Norway’s wealth is – to no small extent – based on oil and gas production, i.e., fossil fuels. Yet the country is also regarded as a climate pioneer. How does Norwegian society transition to renewable energy?
It is the proverbial “elephant in the room.” There is an extensive debate about the need to transition to renewable energy quickly and not further exploit unused resources of fossil fuel. It is a sensitive issue for the Church of Norway: many of our members are working in the oil industry, and we must act wisely. Some official statements from the church take a clear stand, but some church leaders are vaguer. This is, of course, a dilemma.
Our Sovereign Wealth Fund has recently divested from coal and is pushed – amongst others by the Church of Norway – to progressively invest more in renewable energy and economies in the Global South. This shift is essential. And I think recent practical green politics in cities such as Bergen and Oslo are valuable steps. We have achieved a lot, and these efforts are contributing to eco-friendly attitudes and practices among our citizens.
The Coronavirus disease (COVID-19) pandemic has had a dramatic effect on societies and economies worldwide. Also, opportunities to meet, demonstrate, or raise public awareness in ways many people were used to were curbed drastically. Do you see this as a threat or as an opportunity for climate justice advocacy?
I think it is too early to evaluate this. Norway has not been very hard hit, but the pandemic is not over. Yet, it will hopefully end sometime. The climate crisis is a much bigger threat, gaining force inexorably. I worry about a dangerous lack of attention and financial effort to combat the climate and biodiversity crisis.

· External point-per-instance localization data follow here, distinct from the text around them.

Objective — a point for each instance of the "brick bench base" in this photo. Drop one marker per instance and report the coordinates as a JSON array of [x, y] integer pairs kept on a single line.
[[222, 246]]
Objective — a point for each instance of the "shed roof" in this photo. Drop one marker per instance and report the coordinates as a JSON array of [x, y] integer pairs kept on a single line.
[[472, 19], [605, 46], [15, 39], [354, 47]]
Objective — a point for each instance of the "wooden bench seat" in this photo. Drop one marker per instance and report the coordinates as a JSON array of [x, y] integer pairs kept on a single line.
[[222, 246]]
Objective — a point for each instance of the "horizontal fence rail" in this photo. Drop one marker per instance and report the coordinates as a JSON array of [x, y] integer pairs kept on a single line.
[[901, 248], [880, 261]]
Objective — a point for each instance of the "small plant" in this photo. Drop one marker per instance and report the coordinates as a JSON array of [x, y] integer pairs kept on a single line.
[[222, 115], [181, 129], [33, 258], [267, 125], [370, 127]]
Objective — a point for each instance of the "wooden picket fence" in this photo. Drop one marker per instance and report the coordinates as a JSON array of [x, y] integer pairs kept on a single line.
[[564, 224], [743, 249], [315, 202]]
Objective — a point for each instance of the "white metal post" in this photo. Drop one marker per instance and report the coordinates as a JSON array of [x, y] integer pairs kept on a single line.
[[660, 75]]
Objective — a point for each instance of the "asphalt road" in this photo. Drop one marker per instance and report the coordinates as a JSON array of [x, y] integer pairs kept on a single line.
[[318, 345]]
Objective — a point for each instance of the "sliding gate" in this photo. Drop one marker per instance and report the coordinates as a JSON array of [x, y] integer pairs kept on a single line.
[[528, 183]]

During the pandemic, we have seen grounded planes, wild animals visiting the cities, clear blue skies above New Dehli. I truly hope we have learned from this, but I am not sure. Following the financial crisis of 2008, production rates and pollution increased steeply shortly after.
I am convinced that our churches have many opportunities to integrate aspects of ecological justice in praxis and theology. “As you did to one of the least … you did to me,” Jesus said in Matthew 25. Today, he would probably include vulnerable animals and creation in danger of extinction in his strong wording. As we have learned, the COVID-19 pandemic might have its origin in a context where there is too much commercial pressure on wild animals. All creation is made by God, and it will participate in salvation – see Romans 8,19-22.
Together with all people of faith and goodwill, we should mobilize even stronger in the coming decade, using the common framework and tools provided by the UN Sustainable Developments Goals and the Paris Agreement. Our contributions are urgently needed to walk the Earth gently and leave no-one behind.
The Church of Norway is a committed member of the global LWF communion, and together we can make a difference!
Many churches in the ecumenical family observe the “Season of Creation” (also known as Creation Time) between 1 September and 4 October, the Feast of St Francis of Assisi, as observed by some Western traditions. For the Lutheran communion, this liturgical season of prayer and action is an opportunity to affirm LWF’s commitment to address a central crisis of our time – climate change. “Jubilee for the Earth” is the 2020 theme for the “Season of Creation”.